Revue de presse néerlandaise du vendredi 2 septembre 2005

Tous les quotidiens publient à la une des photos des sinistrés du cyclone Katrina à La Nouvelle-Orléans, où le chaos et l’anarchie règnent depuis. De l’avis du commentateur du Volkskrant, Katrina est "une nouvelle épreuve de force pour le président Bush, sans doute la plus grande après le 11/9". "Cette épreuve de force arrive au moment où son capital politique a diminué à cause des mauvaises nouvelles persistantes qui viennent d’Irak. Les difficultés que la Garde Nationale éprouve à empêcher les pillages en Louisiane et dans le Mississipi montrent que c’est sensible jusque dans ces Etats. C’est évidemment lié au fait qu’un tiers de ces troupes est actuellement en service en Irak." "Le cyclone Katrina a aussi endommagé le gouvernement américain", fait aussi valoir le Trouw.

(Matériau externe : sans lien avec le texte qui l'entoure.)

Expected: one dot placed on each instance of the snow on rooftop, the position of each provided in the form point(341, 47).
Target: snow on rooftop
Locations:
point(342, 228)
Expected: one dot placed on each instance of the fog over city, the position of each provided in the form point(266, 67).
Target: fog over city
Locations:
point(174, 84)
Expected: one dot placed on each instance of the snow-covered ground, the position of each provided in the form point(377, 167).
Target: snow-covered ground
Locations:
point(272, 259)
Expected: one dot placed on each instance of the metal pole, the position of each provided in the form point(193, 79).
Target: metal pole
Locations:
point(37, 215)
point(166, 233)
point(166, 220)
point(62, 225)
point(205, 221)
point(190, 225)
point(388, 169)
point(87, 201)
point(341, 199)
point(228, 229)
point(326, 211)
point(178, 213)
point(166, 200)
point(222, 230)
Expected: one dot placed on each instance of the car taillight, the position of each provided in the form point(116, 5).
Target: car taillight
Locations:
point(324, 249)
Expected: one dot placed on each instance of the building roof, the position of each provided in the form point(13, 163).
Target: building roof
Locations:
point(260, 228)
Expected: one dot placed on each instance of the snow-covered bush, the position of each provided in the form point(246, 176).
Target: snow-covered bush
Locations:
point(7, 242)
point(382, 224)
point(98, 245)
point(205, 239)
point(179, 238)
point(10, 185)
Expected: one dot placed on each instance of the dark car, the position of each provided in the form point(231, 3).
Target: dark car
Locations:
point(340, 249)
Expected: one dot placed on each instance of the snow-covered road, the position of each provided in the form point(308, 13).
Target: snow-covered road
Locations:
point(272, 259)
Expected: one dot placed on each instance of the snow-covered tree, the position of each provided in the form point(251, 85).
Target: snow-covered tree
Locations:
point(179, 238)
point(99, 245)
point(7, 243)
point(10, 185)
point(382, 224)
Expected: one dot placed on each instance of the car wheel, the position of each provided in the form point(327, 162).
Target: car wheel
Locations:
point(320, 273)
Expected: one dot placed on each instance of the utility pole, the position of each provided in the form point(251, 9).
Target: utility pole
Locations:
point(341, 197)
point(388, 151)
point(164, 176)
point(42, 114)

NRC Handelsblad d’hier soir : "Coca gratuit pour les Américains affolés", "L’aide démarre aux Etats-Unis", "’Veerman était directeur par erreur’", "Une vague de fusions s’annonce dans le secteur des soins"
de Volkskrant : "Des cauchemars à cause des cadavres à la dérive", "Des milliers de personnes encore bloquées dans la ville", "Enquête sur une menace à l’adresse d’Endstra" (affaire criminelle)
Trouw : "Anarchie dans les zones sinistrées - Cri de détresse de La Nouvelle-Orléans : il n’y a presque plus de nourriture pour les survivants du stade", "L’UE fait pression sur la Turquie"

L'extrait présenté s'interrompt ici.